La estructura narrativa está planteada como el relato que este hombre, Freedom, comparte con un periodista, como si por fin se atreviera a articular el gran revoltijo confuso de significados que explicarían el secreto de mí mismo. Un recurso que otorga noción de realidad al relato, ironía en esta sociedad que nos inocula la enajenación que no creemos que lo es, tan efectiva es la mediatización. Prioriza el ensimismamiento del yo, pero a la vez neutraliza la singularidad, la voz propia. Nos hace creer libres con persuasiva eficiencia. Freedom somos nosotros. Su perspectiva, por pasiva, nos confronta con nosotros. ¿Cuál es nuestra libertad? Pero ¿quién era aquel que gritaba que no eramos libres hace cincuenta años? Me perdí los años en los que los dos se pasaban el día entero espoleándose el uno al otro para volverse más y más escandalosos, fundiendo sus dos imaginaciones en una, absorbiendo juntos la cultura estadounidense y devolviendo el reflejo del absurdo grotesco technicolor que en realidad era. Y¿por qué fue neutralizado quien se manifestaba y saboteaba, quien estableció un ellos al que interpelar para remarcar una imposición organizada y estructurada, quien buscaba la confrontación para que el apalizamiento de las fuerzas del orden ayudara a publicitar sus cuestionamientos y planteamientos?

Al contrario que los hechos, la verdad era mutable, dependía de los rumores y del boca a boca, de la disposición de cada oyente particular a dar crédito a la forma en que cada bando coloreaba los hechos (…) el deseo de las masas de una explicación sencilla y exculpatoria de todo lo que había salido mal desde que los psicodélicos años sesenta resbalaron en el charco anodino y grasiento de los setenta. La gente quería orden. Quería sensatez. Lo que fuera, menos la ruina y el caos que los rodeaban. Qué oportuno, pues, si Lenny -el caos reencarnado- resultaba no haber sido nunca más que un cochino judío, un ladronzuelo charlatán que, como por fin se había demostrado, había pasado toda su carrera explotando los dulces y esperanzados sueños de la juventud estadounidense (…)¿Constituyen estas alegaciones contra Lenny Snyder una prueba más de que la era de Acuario es y siempre fue una farsa?¿O presagian un nuevo capítulo oscuro de la historia de nuestro país, un capítulo en el que nuestras libertades se verán atropellados sistemáticamente y cualquiera que se atreva a rebelarse se verá arrojado al gulag?.

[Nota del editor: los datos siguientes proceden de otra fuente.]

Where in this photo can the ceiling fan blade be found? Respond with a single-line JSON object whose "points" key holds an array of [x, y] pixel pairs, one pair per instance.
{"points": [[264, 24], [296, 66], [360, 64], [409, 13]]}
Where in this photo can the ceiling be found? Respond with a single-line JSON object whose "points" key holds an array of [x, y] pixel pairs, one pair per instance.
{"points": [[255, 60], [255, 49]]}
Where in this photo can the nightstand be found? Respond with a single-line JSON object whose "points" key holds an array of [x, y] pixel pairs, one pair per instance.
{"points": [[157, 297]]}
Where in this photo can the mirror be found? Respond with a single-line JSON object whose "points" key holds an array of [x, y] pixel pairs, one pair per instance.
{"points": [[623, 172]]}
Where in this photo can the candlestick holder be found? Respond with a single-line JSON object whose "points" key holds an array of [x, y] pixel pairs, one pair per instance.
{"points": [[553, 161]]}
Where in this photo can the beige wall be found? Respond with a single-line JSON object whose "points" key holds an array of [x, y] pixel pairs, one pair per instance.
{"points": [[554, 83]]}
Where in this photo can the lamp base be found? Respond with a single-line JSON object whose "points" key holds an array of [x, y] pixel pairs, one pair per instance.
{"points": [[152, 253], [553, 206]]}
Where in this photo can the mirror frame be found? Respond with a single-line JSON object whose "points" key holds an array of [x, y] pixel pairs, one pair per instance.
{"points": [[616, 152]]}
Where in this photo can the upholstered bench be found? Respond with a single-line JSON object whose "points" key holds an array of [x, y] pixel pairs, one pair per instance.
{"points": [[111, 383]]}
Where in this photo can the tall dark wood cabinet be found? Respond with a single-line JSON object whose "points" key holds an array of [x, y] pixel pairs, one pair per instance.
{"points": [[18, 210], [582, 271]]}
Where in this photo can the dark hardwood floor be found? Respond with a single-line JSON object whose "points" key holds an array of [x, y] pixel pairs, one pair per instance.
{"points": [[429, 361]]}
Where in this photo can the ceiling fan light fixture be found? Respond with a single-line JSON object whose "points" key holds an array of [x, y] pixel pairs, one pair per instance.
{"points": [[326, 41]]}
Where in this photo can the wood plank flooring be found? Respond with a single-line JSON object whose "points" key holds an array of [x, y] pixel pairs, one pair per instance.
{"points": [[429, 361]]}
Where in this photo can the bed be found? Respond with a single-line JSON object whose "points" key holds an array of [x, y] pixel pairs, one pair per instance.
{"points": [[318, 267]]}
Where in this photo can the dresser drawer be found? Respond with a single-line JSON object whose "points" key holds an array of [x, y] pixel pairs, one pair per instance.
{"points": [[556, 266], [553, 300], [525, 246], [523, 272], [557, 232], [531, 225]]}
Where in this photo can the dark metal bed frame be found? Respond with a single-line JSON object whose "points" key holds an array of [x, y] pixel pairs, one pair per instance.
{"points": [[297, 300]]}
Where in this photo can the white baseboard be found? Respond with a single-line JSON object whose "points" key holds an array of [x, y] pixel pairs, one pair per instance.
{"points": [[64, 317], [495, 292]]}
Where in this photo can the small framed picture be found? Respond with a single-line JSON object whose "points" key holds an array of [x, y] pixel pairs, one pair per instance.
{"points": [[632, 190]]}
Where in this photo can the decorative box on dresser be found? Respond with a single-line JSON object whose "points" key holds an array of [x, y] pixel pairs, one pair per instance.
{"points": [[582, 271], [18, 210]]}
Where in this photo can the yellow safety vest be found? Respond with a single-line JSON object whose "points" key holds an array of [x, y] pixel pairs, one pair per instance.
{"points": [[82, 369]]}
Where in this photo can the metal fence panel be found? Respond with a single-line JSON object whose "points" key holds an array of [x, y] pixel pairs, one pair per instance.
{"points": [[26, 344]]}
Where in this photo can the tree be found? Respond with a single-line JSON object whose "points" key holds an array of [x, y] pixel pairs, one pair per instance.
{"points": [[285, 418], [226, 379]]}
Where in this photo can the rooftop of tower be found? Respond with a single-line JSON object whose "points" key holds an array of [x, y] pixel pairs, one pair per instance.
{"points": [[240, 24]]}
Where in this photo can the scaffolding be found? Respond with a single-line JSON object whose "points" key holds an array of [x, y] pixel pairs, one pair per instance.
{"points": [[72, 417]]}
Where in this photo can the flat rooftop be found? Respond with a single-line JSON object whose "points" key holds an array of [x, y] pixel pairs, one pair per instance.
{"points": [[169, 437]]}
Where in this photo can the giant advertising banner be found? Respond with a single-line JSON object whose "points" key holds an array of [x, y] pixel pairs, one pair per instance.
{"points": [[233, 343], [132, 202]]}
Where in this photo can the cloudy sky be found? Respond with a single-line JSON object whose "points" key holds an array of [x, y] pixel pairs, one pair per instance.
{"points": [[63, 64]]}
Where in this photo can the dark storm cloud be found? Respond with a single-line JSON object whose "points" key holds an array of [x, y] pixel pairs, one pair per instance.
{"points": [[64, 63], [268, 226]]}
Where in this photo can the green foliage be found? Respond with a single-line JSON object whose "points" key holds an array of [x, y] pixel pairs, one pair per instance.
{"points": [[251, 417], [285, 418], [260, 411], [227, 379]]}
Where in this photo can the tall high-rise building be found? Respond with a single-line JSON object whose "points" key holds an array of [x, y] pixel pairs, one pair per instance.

Furst despieza las bambalinas del teatro revolucionario: La multiplicidad de facciones y los rencores entre unas y otras, o cómo las básicas emociones erosionan la construcción consensuada razonable; la autocomplacencia también de aquellos que se enfrentaron al sistema, como si se vieran más como personajes en una representación: Comparaban sus respectivas detenciones como si fueran cromos de beisbol o tebeos, cosas por las que competían y que coleccionaban; o cómo podían tender a distorsionar el relato sobre sí mismos, sobre lo ocurrido, de modo conveniente o, como refleja la tensa y fluctuante relación entre padre e hijo, cómo también podían tender a querer imponer su relato, su voluntad. Lo que yo sentía era hartazgo, exasperación ante la ironía, a aquellas alturas ya totalmente consabida, de que aquel icono de la libertad anárquica, el mismo tío que había dicho la famosa frase <>, me impusiera su santa voluntad.

Por eso ¿ cuál fue el legado, qué influencia germinaron o sedimentaron en la sociedad, si la corrupción revelada, incluso en el máximo poder del país, con el caso Watergate, determinó más bien un cinismo, una impotencia o resignación, que derivó en el utilitarismo más endémico, el reemplazo del hippy por su antimateria el yuppi?. No es que se hubieran vuelto cínicos. Más bien se trataba de que estaban satisfechos con aquello en lo que se habían convertido. Otros, como Lenny, quedaron desajustados, en una tierra de nadie, sin saber siquiera quiénes eran, como si les hubieran extráido el escenario, y ya sólo fueran distorsiones de lo que fueron. Y ¿qué fue de los hijos de los revolucionarios, de la siguiente generación? O la adaptación conveniente, para también aprovecharse del sistema, de la competición por alcanzar la mejor posición que amplificara la capacidad adquisitiva y la glotonería del consumismo, o el desconcierto, la desolación de más bien consumirse, desaparecer, en un margen dentro del propio sistema, materia herida dentro de una realidad configurada con material aislante. Esa que habitamos, aún hoy, en la que la singularidad es signo de perturbación.

Porque, a fin de cuentas, en esencia, eso es lo que significaba la libertad. Significaba consumirnos. Los últimos verdaderos creyentes de Lenny (…) Aprendías a reconocer a tu tribu y a los peligros de intentar transcenderla. No te muevas de tu casilla, ámala, deja que te moldee. Aférrate con fuerza a tus resentimientos. En las masas está el poder. La protección. Si sales por ahi tú solo, te van a pisotear. Lo único que no puedes hacer es pensar por tí mismo.